5) A study of post-operative pain relief is conducted to determine if drug A has a different duration of pain relief from drug B. Observations of the hours of pain relief are recorded for 55 patients given drug A and 58 given drug B. For drug A the average number of hours of pain relief is 5.64 with a standard deviation of 1.25 hours. For drug B the mean is 5.03 hours with a standard deviation of 1.82 hours.
(a) Find a 95% CI for the true mean difference in hours of pain relief between the two drugs.
(b) Use your CI to test for a difference. Don;t forget to make a conclusion.

6) The Denver Post reported that based on a survey of 300 residents in the Denver area, 75% of those surveyed agreed with the statement "leaving old-growth forests unharvested is a good strategy". However a random sample of 116 Aspen residents showed that 82% agreed with this statement. Can you claim there is a difference between the proportions who support the statement?

7) It has been found through a study of elite male runners that their weights and heights are roughly linearly related by the following equation
weight = -100 + 3.43 height
where weight is in pounds and height in inches.
(a) Predict the weight of an elite male runner of height 68 inches.
(b) I have an elite male runner of 140 pounds. How tall do you think he is?
(c) Is the correlation between height and weight positive here?
(d) Is this a strong positive relationship? (Answer Yes, No or can't tell, with a brief reason.)
(e) Suppose I have an elite runner who weighs 200 pounds. What height would he be? Comment on the use of this model for such a runner.

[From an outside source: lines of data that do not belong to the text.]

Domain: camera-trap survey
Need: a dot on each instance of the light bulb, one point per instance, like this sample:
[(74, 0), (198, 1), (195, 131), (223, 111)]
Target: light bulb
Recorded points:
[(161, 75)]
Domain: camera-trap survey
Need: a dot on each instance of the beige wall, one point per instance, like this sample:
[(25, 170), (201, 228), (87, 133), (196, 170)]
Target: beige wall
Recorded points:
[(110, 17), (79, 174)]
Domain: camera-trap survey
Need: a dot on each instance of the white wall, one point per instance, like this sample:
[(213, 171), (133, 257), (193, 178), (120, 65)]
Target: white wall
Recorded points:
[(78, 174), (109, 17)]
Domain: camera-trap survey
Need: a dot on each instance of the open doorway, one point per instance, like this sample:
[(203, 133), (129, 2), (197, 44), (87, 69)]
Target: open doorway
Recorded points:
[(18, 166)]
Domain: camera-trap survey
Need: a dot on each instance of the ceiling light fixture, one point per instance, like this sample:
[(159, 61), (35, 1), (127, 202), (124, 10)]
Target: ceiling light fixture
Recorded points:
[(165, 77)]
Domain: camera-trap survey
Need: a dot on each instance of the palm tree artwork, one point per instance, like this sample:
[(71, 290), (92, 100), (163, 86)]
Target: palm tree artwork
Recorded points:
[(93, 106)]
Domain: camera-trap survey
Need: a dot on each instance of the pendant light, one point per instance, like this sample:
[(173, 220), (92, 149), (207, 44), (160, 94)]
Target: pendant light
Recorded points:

8) Studies show that the chances of being killed in a serious auto accident are .2 if you are wearing a seatbelt and .7 if you aren't wearing a seatbelt. Also about 75% of the driving population regularly wear seatbelts. Suppose you hear that someone has been killed driving in a serious auto accident. What is the chance they were wearing their seatbelt?

9) Two species of predatory birds, collared flycatchers and tits, compete for nest holes during breeding season on the island of Gotland, Sweden. Frequently, dead flycatchers are found in nest boxes occupied by tits. A field study examined whether the risk of mortality to flycatchers is related to the degree of competition between the two bird species for nest sites. Specifically the study found a relationship between y, the number of flycatchers killed, and x, the nest box tit occupancy rate expressed as a percentage (not as a fraction!!). The relationship was approximately linear, with the best-fitting line given by

y = -3.05 + .11x

(a)    Predict the average number of flycatchers killed if the nest box tit occupancy is 50% (donít write 50% as a fraction, it is x=50, not x=0.5).

(b)   Suppose you find a site where 3 flycatchers have been killed. What is your best guess as to the % of nest boxes occupied by tits?

(c)    Suppose r=0.75. What proportion of variation in number of flycatchers killed is explained by itís linear relationship to nest box occupancy by tits?

(d)   Predict the number of flycatchers killed if nest box occupancy by tits is 10%.

Comment on the answer to (d). What does it mean about the model?